Publié le par Rosalie210

Julie Bertuccelli (2016)

Dernières nouvelles du cosmos

Grandeur et misère de l'humanité se côtoient dans ce documentaire brouillon et pâlot dans sa forme mais "filmo-magnétisé" par son sujet, l'énigme que pose aux humains dits normaux (en langage autiste "neurotypiques") Hélène Nicolas/Babouillec.

Hélène Nicolas est une jeune femme autiste de 30 ans qui en paraît 18 (caractéristique que l'on retrouve fréquemment dans cette population). Elle fait terriblement penser à ceux qui sont atteint du "locked-in syndrome". Elle a été longtemps murée dans son corps lourdement handicapé. Son langage oral est à ce jour presque totalement inarticulé, elle bave, sa motricité est très défaillante. Elle a le plus grand mal à se servir de ses mains dont elle semble avoir saisi récemment l'existence. Il en est de même de ses pieds. Elle ne peut se coiffer seule ni tenir un stylo. Mais en dépit de cette enveloppe déficiente et son caractère indéchiffrable, sa mère finit par réussir à se frayer un chemin jusqu'à Babouillec, l'esprit d'Hélène Nicolas. L'interface résidant dans de petites lettres cartonnées et plastifiées qu'Hélène attrape maladroitement avec ses doigts pour les agencer sur une feuille de papier.
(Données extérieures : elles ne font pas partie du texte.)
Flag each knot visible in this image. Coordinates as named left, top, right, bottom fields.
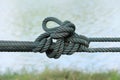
left=33, top=17, right=89, bottom=59
left=42, top=17, right=75, bottom=39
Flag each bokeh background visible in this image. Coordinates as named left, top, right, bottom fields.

On découvre alors non seulement qu'elle sait lire et écrire sans jamais l'avoir appris faute d'avoir été acceptée à l'école mais qu'elle a une maîtrise vertigineuse de la langue au service de textes fulgurants. Des mathématiciens, des philosophes, des metteurs en scène de théâtre se pressent à son chevet, fascinés par la richesse et le caractère visionnaire et poétique de ses textes en prise directe avec l'élément cosmique. Car si le corps d'Hélène est limité et pataud, son esprit lui est infiniment plus libre et ouvert que le nôtre, racorni et borné par les normes sociales. De plus seule la partie agissante du corps est handicapée, la sensibilité est plus aiguisée que la normale (tout comme ses capacités intellectuelles) ce qui lui permet d'avoir une connexion exceptionnelle avec l'intériorité des êtres et du monde qui l'entoure. "Je suis télépathe et iconoclaste." "En libre raconteuse d'histoires, le cosmos nourrit mes voyages."

Hélène pose un véritable défi à la société qui avec ses normes et ses bornes stupides ne l'a jamais intégrée, ne s'est jamais occupé d'elle et n'a jamais cherché à la connaître. " Être ou ne pas être, là est la question. Dire merde à ceux qui croient savoir, là est la réponse." Nous avons en effet encore beaucoup de chemin à parcourir avant de progresser dans la voie de l'accouchement de nous-mêmes. Et cela passe par l'écoute et non l'étouffement des différences: " Les minorités sont comme les étoiles dans le ciel, elles font briller le noir." Sans Hélène, le documentaire n'aurait aucun intérêt mais il est dommage que la réalisatrice et les metteurs en scène soient si peu inspirés. On imagine ce qu'Hélène aurait pu en faire si c'est elle qui avait pu tenir la caméra ou mettre en scène ses propres pièces.